I’d like to share some very cool innovations that I’ve seen in some of our customers, as they transition from a physical world to a virtual world. You’re probably thinking virtual servers or virtual storage. I’m talking virtualizing the core business. I’ll provide examples of 3 very different businesses:
Jim Henson Company – Yes, this is the home of the Muppets. Their magic is the performance of puppets; and the interaction that happens between them. Along the way this customer found that they had a wildly successful business; and found a productivity challenge as each performance had to be videotaped and then edited. So what’s the big deal? Jim Henson Company had the audacity to develop a proprietary workstation and software, with a sensor glove, to automate puppetry. Think of ePuppetry. How cool is that? They not only improved productivity by skipping the whole video taping process and going from performance straight into editing, but they can more easily do special effects. They are now state-of-the-art in virtual simulation in Hollywood. Here’s what I heard from the customer: “Time is money in this town. Basically what we’ve done on the editing side of things is if we reduce the time of transferring digital data from cameras to storage in under thirty minutes, which once took eight hours, that’s huge.” This new paradigm of digital puppetry generates terabytes worth of data for each film; and they needed to upgrade their switching to a 40G node!
Miller Welding and Machine Company – This is a middle America 3rd generation family run business. I was really impressed by our host who was the grandson of the founder. “Complacency is a four letter word. We never want to be complacence or we’ll be left behind,” he says. So what’s so cool with a welding company? They virtualized the quality control of their welding. It’s not enough to do a physical visual inspection of the weld, in today’s competitive world. They’re capturing data like temperature, duration, and amount of weld for manual welders, not just their robotic welders. That’s pretty audacious out of the box thinking. This rural Pennsylvania company is on their way to becoming world-class, so they can compete with other metal fabricators on a world stage. One of their international automotive OEM customers is pushing them to become world class in quality; and that requires collecting a myriad of data. Upgrading to a highly available switching infrastructure was necessitated by the growth in data and just in time manufacturing requirements. At each welding station there’s power, compressed air, and now an Ethernet port. That was pretty cool.

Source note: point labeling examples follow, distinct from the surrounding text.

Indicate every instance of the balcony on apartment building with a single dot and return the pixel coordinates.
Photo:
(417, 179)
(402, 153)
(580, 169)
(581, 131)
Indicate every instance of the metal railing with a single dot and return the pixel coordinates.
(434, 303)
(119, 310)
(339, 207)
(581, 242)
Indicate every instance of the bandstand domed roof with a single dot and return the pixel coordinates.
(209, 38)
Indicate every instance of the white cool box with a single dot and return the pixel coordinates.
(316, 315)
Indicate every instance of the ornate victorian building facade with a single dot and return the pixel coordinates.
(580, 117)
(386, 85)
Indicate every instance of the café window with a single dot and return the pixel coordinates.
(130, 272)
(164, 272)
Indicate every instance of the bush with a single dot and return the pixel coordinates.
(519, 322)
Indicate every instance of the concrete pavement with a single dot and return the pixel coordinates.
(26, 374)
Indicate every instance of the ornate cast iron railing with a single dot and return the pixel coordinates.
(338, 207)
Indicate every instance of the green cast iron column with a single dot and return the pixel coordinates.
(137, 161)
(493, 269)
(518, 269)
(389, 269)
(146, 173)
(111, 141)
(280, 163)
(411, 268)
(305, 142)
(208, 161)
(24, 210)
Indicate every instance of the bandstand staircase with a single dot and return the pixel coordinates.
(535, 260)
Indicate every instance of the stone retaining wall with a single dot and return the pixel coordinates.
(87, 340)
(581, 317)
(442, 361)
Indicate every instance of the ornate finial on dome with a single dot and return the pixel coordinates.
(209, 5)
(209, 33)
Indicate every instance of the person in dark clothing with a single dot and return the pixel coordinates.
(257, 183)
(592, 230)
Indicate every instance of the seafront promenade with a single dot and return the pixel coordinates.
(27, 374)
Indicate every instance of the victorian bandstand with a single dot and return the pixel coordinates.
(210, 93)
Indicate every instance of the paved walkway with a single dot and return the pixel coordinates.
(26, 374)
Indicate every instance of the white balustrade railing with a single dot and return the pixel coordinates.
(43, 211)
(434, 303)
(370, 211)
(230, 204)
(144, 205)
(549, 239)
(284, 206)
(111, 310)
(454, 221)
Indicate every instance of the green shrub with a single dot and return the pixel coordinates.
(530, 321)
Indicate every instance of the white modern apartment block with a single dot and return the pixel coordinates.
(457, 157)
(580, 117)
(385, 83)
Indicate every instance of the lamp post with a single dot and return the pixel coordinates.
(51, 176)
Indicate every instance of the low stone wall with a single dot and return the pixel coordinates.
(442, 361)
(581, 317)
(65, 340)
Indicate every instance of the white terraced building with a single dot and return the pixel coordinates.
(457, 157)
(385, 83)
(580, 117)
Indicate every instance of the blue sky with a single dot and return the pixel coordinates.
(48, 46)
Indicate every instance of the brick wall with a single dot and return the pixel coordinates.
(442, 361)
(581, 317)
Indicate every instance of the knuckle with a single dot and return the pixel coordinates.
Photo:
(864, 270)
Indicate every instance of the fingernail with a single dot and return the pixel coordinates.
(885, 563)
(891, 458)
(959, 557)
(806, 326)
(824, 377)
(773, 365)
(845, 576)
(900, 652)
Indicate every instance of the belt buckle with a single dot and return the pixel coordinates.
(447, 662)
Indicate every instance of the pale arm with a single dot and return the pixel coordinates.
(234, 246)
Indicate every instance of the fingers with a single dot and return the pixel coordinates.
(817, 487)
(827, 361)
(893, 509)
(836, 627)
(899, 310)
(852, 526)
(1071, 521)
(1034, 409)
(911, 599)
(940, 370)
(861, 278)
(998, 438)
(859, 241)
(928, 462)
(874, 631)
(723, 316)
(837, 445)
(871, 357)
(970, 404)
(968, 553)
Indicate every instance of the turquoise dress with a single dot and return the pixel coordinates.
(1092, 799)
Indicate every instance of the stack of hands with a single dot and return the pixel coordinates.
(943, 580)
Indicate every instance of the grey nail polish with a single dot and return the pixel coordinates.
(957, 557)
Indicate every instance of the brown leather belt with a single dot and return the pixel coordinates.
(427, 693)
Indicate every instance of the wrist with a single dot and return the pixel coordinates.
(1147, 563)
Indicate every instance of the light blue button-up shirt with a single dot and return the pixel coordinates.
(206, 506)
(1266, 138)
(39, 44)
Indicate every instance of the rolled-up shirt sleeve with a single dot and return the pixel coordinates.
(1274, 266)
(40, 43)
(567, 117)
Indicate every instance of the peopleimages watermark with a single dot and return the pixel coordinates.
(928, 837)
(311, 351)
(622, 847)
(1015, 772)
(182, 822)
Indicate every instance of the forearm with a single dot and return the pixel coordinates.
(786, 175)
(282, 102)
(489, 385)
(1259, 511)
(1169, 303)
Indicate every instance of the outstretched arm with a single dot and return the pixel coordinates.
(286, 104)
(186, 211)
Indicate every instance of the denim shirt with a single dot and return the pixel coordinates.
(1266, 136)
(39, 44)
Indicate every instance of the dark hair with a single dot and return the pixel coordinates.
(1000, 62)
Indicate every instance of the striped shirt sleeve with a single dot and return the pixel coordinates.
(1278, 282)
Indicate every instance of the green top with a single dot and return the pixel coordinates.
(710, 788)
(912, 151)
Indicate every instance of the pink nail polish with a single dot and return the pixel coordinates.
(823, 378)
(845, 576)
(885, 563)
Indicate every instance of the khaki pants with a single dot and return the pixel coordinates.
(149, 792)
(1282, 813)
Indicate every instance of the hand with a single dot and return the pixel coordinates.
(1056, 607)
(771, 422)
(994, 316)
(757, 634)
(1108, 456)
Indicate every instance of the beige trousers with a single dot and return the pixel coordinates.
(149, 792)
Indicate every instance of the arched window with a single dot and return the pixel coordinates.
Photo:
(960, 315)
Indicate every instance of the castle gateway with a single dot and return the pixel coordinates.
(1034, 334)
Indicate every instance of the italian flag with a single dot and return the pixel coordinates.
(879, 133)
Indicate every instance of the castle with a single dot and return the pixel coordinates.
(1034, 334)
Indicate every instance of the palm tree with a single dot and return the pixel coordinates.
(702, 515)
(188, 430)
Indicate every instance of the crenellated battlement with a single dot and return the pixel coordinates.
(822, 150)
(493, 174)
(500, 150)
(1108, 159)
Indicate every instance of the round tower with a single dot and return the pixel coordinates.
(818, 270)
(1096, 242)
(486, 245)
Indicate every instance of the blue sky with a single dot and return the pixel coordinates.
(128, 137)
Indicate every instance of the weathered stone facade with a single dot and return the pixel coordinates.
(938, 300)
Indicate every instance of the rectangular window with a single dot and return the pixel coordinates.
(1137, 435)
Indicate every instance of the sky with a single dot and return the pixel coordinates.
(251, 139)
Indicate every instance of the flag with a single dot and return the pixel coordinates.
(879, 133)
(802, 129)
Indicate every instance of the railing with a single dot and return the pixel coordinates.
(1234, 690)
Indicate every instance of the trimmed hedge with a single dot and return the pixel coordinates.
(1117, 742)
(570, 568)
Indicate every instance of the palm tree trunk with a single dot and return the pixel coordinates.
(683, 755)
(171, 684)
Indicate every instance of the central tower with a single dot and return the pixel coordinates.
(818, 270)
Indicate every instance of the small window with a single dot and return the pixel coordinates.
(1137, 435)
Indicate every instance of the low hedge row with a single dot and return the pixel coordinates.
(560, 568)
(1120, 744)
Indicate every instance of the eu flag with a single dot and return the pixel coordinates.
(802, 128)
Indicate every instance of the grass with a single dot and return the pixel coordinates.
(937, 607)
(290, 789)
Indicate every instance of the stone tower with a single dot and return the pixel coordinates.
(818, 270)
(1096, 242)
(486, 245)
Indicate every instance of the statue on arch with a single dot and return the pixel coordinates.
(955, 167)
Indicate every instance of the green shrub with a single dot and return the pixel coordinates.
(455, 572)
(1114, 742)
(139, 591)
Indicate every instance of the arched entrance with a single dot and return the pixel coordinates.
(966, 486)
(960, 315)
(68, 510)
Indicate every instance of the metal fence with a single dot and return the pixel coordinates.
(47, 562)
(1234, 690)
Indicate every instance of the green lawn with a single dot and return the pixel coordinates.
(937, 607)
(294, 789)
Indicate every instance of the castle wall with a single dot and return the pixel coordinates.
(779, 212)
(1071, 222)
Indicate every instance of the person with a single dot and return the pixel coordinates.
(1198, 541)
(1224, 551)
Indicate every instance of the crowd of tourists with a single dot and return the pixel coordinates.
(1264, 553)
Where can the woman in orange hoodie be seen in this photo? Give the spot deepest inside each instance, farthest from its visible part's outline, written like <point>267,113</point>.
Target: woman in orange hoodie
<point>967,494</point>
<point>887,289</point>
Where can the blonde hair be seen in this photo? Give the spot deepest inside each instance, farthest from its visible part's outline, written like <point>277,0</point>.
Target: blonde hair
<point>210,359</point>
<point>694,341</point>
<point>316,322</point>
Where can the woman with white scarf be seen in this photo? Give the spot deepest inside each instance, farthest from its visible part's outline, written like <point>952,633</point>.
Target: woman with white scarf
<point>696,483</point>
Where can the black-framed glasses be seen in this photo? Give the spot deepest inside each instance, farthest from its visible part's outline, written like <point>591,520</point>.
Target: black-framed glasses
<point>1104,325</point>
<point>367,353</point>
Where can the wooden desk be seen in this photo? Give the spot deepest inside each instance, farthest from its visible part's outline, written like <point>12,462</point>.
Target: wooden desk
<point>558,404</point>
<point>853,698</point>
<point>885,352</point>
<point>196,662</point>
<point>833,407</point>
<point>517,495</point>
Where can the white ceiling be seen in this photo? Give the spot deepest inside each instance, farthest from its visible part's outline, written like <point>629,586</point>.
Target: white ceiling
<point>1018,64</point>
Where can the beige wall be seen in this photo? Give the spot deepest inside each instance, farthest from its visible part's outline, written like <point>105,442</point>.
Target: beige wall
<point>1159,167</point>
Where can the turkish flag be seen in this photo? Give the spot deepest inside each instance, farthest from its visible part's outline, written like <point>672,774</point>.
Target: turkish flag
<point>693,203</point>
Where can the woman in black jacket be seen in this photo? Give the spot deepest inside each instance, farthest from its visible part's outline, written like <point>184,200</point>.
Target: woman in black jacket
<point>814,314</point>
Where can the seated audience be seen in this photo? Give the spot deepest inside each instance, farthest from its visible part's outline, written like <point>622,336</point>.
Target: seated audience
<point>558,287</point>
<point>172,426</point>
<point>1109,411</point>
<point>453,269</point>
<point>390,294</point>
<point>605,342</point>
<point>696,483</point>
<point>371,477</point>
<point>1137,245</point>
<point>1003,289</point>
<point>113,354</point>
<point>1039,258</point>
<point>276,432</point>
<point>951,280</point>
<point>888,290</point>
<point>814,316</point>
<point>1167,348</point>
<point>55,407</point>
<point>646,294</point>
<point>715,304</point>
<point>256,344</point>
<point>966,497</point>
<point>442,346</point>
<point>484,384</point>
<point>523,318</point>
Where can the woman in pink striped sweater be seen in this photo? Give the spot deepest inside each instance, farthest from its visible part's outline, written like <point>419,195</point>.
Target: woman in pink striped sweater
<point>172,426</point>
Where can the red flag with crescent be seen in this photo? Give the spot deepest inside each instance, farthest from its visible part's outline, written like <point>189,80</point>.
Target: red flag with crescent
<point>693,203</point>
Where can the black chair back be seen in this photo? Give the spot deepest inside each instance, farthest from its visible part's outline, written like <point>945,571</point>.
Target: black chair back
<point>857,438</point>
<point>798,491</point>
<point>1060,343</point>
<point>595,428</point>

University of New Mexico – Universities have really pushed applications into the virtual space; and examples include the transition to a digital curriculum, distance learning, virtual collaboration with social media or increased mobility with BYOD. The push into the virtual space generates a plethora of data; and necessitates network infrastructure refreshes. There was one engineer at the university who articulated his challenge: “The devices that we have in now kind of capped out … to go with the same equipment that we had, we would have had to upgrade all the line cards, upgrade the management modules … we could do all those upgrades into a 15-year-old chassis or we can look at something new.” I couldn’t help but to smile, as we have a Distributed Scale Out capability with our stackable core switches, which provide chassis level performance in a pay-as-you-grow stackable form factor.
These are all examples of our customers changing the game, developing a new paradigm or getting to the next level. In many ways, we’re on the same innovation highway moving from the physical to virtual with our own new paradigm of an open world with SDN, Openflow, and a multi-vendor OpenDaylight Controller.